Mannheim. Um betrügerisch erschlichene Subventionen bei staatlichen Coronahilfen in Millionenhöhe geht es in einem Wirtschaftsstrafprozess am Mannheimer Landgericht. Am elften Verhandlungstag erklärt einer der beiden Angeklagten nach der Mittagspause: „Ich lege heute ein Geständnis ab und bestätige alle Vorwürfe.“
Und dann erzählt der in Spanien verhaftete und seitdem in U-Haft sitzende Unternehmer, wie alles begann, als während der Virus-Pandemie „geschäftlich nichts los war“ und er gemeinsam mit einem Heidelberger Anwalt - dieser ist ebenfalls angeklagt – ein Konzept entwickelte, um an Corona-Soforthilfen zu kommen. „Zunächst ging es um meine eigenen Firmen.“ Aber dann habe man andere Unternehmen, insbesondere nicht mehr aktive GmbH-Hüllen, erworben, um diese mit „gefakten“ Angaben für die staatlichen Antragsbedingungen passend zu machen. Von erfundenen Briefköpfen, generierten Mailadressen, falschen Unterschriften, unkorrekten Konten und Exceltabellen ist die Rede. Es habe fast einer kleinen Firma mit Ganztagsbetrieb bedurft, um das Betrugssystem samt vorgetäuschter Umsatzeinbrüche zu managen.
Rund 330.000 Euro und ein gebrauchter roter Porsche als Provision
Laut Anklage wurden um die 60 Unternehmen beziehungsweise Konten für Hilfszahlungen eröffnet. Ehe der Schwindel aufflog, sollen von 23,6 Millionen zu Unrecht beantragten Euro bereits dreieinhalb Millionen bewilligt und überwiesen worden sein. Der Kammervorsitzende Boos erkundigt sich, wer von den ausgezahlten Unterstützungssummen wie viel bekommen hat. Der Endfünfziger erklärt, mit um die 800.000 Euro der Hauptprofiteur gewesen zu sein und damit in Spanien Haus und Boot gekauft zu haben. Rund 330.000 Euro, außerdem einen gebrauchten roten Porsche, habe der Jurist an Provisionen erhalten.
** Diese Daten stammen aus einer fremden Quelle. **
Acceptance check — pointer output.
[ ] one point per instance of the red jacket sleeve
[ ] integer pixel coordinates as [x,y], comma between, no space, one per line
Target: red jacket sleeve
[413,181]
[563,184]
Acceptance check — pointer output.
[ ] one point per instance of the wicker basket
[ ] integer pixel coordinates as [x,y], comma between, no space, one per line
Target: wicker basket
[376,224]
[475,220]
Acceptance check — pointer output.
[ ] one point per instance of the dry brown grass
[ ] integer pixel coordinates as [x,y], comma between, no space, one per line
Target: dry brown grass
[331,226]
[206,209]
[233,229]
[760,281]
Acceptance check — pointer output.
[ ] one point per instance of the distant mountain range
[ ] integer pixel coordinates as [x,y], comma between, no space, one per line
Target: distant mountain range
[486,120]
Dessen Aufgabe sei gewesen, als prüfender Rechtsanwalt sämtliche Anträge zwischen September 2020 und Mitte Juni 2022 einzureichen. Außerdem habe der Heidelberger Mitstreiter übernommen, „alles zu steuern – was er auch lange gut hingekriegt hat“. 25.000 Euro seien an einen älteren Geschäftsfreund gegangen, der beispielsweise Termine beim Notar wahrnahm. Im Falle des in Norddeutschland lebenden, gesundheitlich angeschlagenen Mittachtzigers hat die Kammer das Verfahren abgetrennt. Was mit dem restlichen Geld geschehen ist, will das Gericht wissen. Dies soll laut Aussage für Honorare, Miete, GmbH-Käufe und Spesen darauf gegangen sein.
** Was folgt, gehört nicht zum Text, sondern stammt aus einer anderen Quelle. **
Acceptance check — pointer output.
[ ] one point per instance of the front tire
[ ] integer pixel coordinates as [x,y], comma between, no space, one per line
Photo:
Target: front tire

Geschäftsleute aus ganz Deutschland befragt
Die beiden fast gleichaltrigen Angeklagten (Jahrgang 1967 und 1966) könnten unterschiedlicher nicht auftreten - auch in der Kleiderwahl. Während der bislang allein geständige Unternehmer labbrige T-Shirts bevorzugt, erscheint der ebenfalls aus dem Gefängnis vorgeführte Anwalt stets in Anzug, Hemd und Krawatte. Der Jurist soll inzwischen psychiatrisch untersucht worden sein – es geht wohl um das Abklären der Schuldfähigkeit.
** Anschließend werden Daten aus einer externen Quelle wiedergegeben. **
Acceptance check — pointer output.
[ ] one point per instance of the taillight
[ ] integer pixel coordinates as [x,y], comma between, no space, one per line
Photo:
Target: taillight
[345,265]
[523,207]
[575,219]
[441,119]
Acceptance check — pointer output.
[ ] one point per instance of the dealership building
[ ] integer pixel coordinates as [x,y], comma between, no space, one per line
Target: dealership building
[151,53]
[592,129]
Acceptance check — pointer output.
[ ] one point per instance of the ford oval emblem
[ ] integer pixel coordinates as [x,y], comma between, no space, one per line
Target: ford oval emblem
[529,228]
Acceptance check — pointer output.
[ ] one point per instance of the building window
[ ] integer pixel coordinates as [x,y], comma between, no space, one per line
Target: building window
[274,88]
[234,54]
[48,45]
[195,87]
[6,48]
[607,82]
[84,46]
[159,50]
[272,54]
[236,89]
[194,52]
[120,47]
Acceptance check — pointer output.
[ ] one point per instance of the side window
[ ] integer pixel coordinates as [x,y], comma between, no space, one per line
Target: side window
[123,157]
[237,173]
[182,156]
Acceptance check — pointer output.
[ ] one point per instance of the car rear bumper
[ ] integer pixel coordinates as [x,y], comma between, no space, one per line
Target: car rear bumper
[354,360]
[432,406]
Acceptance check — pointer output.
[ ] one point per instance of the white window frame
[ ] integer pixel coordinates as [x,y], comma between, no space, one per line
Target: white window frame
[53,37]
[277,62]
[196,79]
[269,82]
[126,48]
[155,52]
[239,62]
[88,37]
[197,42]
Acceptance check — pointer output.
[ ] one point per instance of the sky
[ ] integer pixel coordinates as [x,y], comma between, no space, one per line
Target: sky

Inzwischen hat die Kammer aus ganz Deutschland Geschäftsleute befragt, die eine nicht mehr aktive Gesellschaft verkauft haben und später im Zuge polizeilicher Ermittlungen erfuhren, dass in ihrem Namen stattliche Pandemiehilfen mit erfundenen Zahlen beantragt worden sind.